Giving his liver to save his dad
Mr Ng Cheow Poh, 63, and his son Mr Kenny Ng, 33, will never forget the first few months of 2005.
It was a dark period.
In January that year, Mr Ng Cheow Poh's beloved father died.
It prompted the younger Mr Ng to postpone his wedding for about two months till April, which, as Chinese custom had it, was still within the sanctioned 100-day period following the death of an elder.
But before this could take place, the elder Mr Ng, who had the viral liver infection hepatitis B, developed liver cancer and needed a liver transplant to live.
The younger Mr Ng had to be the donor. His elder brother was not a match and his father wanted to keep his two sisters out of the situation.
This time, the wedding had to be brought forward to February, weeks before the transplant surgery.
The younger Mr Ng, who now runs the family business dealing in garment accessories, said: "There were many things to do, such as interviews and tests before I could donate part of my liver to my father. I had to plan my wedding and try and keep everyone's spirits up even though my dad was so ill and my grandfather had just died. It was hectic."

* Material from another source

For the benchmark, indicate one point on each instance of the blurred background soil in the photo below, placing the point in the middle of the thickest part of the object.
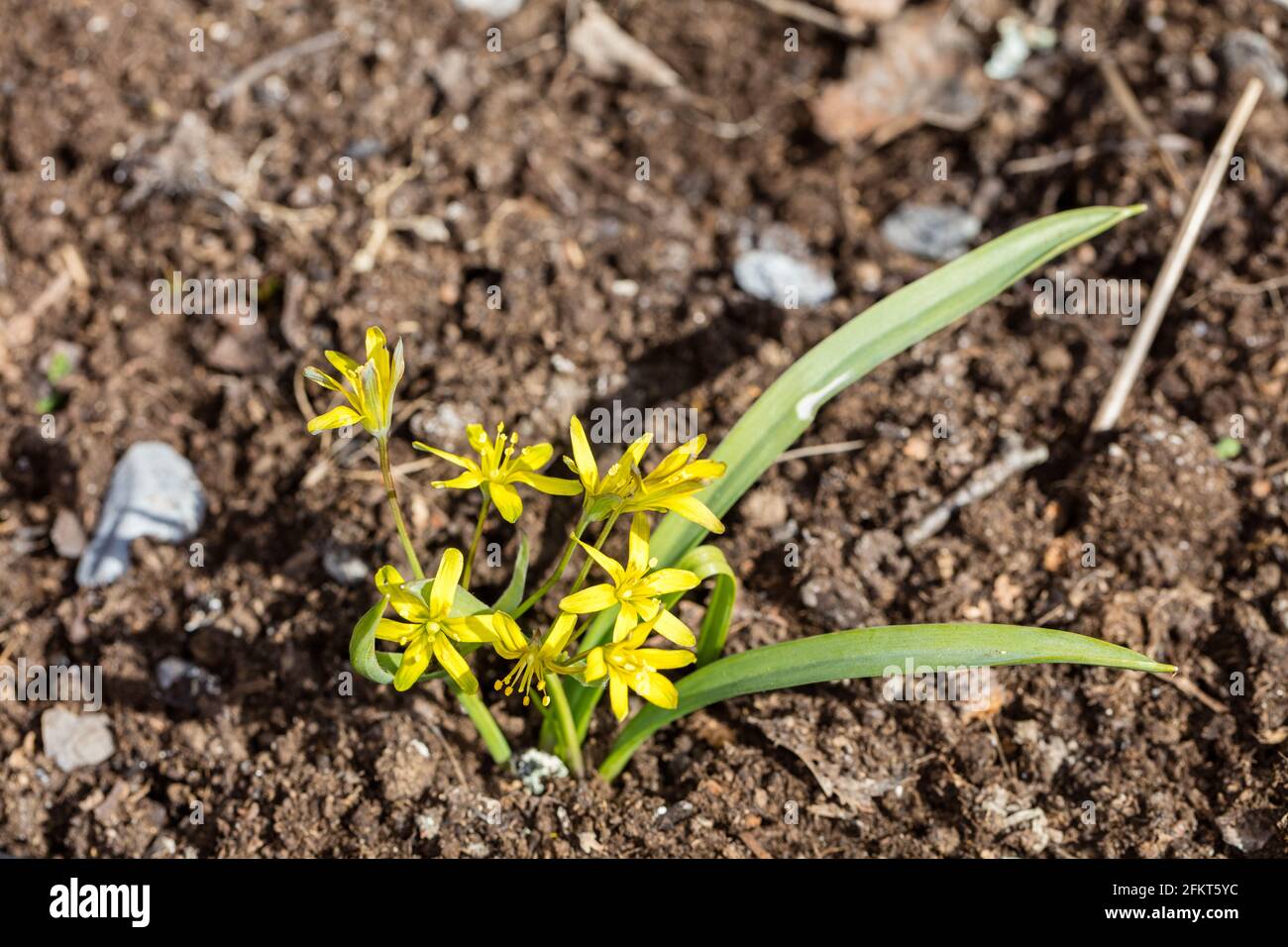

But he was calm about the surgery.
"I knew it was what I wanted to do. I had no reservations at all. I love my father very much. I did tell my wife that I was sorry to have to put her through it," he said.
The wedding could not take place after the operation because he would need months to recover and that would push the wedding date past the 100 days after his grandfather's death.
"According to tradition, we could either get married within the 100-day period after an elder's death or, if we miss that, three years later," he said.
The transplant, performed by Dr K.C. Tan and his team at Gleneagles Hospital, went smoothly.
For a year after the surgery, the family kept the elder Mr Ng at home, afraid he might catch a life-threatening infection outside of the house. "During that time, I travelled only from home to hospital and back," said the elder Mr Ng, now a grandfather of seven.
His condition was detected in 2002 when he had a gallstone removed.
The surgeon who did the operation noticed that his liver had hardened, which was not a good sign. The elder Mr Ng later discovered he had hepatitis B, a common risk factor for liver cancer.
Within two to three years, his liver was failing. Liver cancer followed and he needed chemotherapy.
"But chemotherapy was not working and I had to have a liver transplant," he said.
His skin darkened, he lost weight rapidly and looked haggard.
These were all symptoms of a failing liver.
But with the transplant, his outlook on life has changed.
"All my sickness is gone. I must live my life properly now. I don't worry about anything and I leave it to my children to handle the business. I stay happy and help to look after my grandchildren," he said with a huge smile.
The younger Mr Ng, now a father of two, is an avid cyclist and is training for a triathlon.
"I want people to know that it is no big deal being a donor. I am the perfect example. After the surgery, I am living like any other normal person and I can do everything a normal person does," he said.